3. Loading screens, moving from world to world was a time consuming chore that required active attention – unlike the flight paths in WoW which allow you to AFK and make a coffee.
4. The auction house interface was cumbersome.  In the end it proved easy to vendor gear than to try and sell it on the AH.  This devalued the crafting system – why bother building stuff when you can’t sell it?
5. The ship combat, initially interesting, it quickly turned into a painful grind requiring hair trigger reflexes to avoid failure.  Combined with 3 above, I now feel that having player ships was a mistake.
6. Combat – killing mobs was tiresome.  A typical fight involved using 15-20 different abilities, pushing each button 2-3 times.  Companions are fragile and easily killed, at which point you die too.  Every pull required cooldown/crowd control and companion use, which contributed to making me feel that my class was less than heroic in power.  After trying various tank, heal, and DPS class combos I ended up enjoying none of them and felt forced to use the ones where I spent the least amount of time dying.  In other words combat controlled companion choice, there was always a right choice for your companion, and all other choices felt wrong.

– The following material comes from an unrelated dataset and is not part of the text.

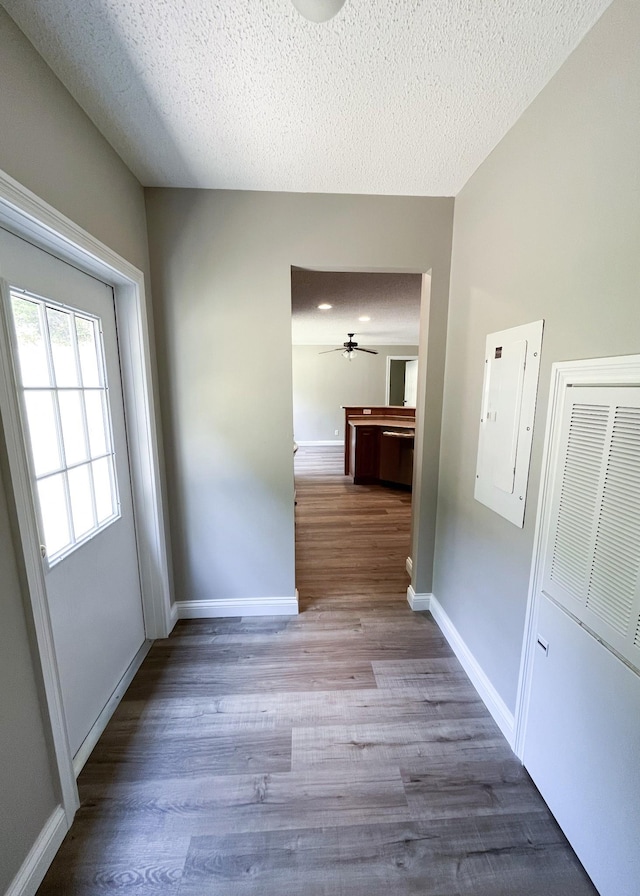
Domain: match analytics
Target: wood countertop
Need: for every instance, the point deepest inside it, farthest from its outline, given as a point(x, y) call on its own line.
point(397, 422)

7. The guild/party chat bug at release.  Made playing with others impossible.  Other bugs were merely annoying, this one wrecked my chance to be an effective guildmaster, and contributed to my feelings that I could not cut it in group content.
Minor Stuff
1. Never able to actually max out light/dark side while levelling, unless you forsook all attempts at roleplaying.
2. Voice acting, good, but a lot of conversation options were meaningless.  I never earned enough social points from group content to actually do anything interesting.
3. Each world had two quest chains, and it was easy to miss a step, and then find yourself travelling back through completed zones to finish something.  While you could drop the world chain, if you dropped your class quest you could end up unable to progress further.
4. No macros/addons.  Going back to a 2006 style UI felt … clunky.  Slow.  
5. PvP required grinding in warzones that were not fun.  I took one look at it and skipped PvP entirely.
6. Too many companions – no clear reason for some of them to be around.  I wanted to shoot some of them, or sell them for spare parts.
7. No LFG tool at launch, when implemented it was only available on a server pool of players, so wait times varied from 30 seconds to three hours, and if anyone dropped from your group you were screwed.  I disliked the fact that after finishing the LFG instance you were marooned away from where you were questing previously.
The good
1. Aoe looting. (WoW has stolen this idea)
2. Adjusted loot tables in instances so that gear drops were mainly for the classes present in the instance. (I wish WoW would steal this one)
3. It was Star Wars!
4. Pre-Tatooine worlds were good (so levels 1-24 are fine).
What did I learn?
1. Don’t try and be a guild GM if you have commitments elsewhere.
2. I don’t have time to play more than one MMORPG at a level of competency that satisfies me.  WoT is okay, because I can ignore clan wars and still enjoy compelling gameplay at lower levels of play.
3. I don’t think anyone will replace WoW with a WoW style game, until Blizzard unveil Titan.
4. Don’t obsess about games before release.
5. Never play a melee/tank toon again.
6. I’m not a companion/pet player either.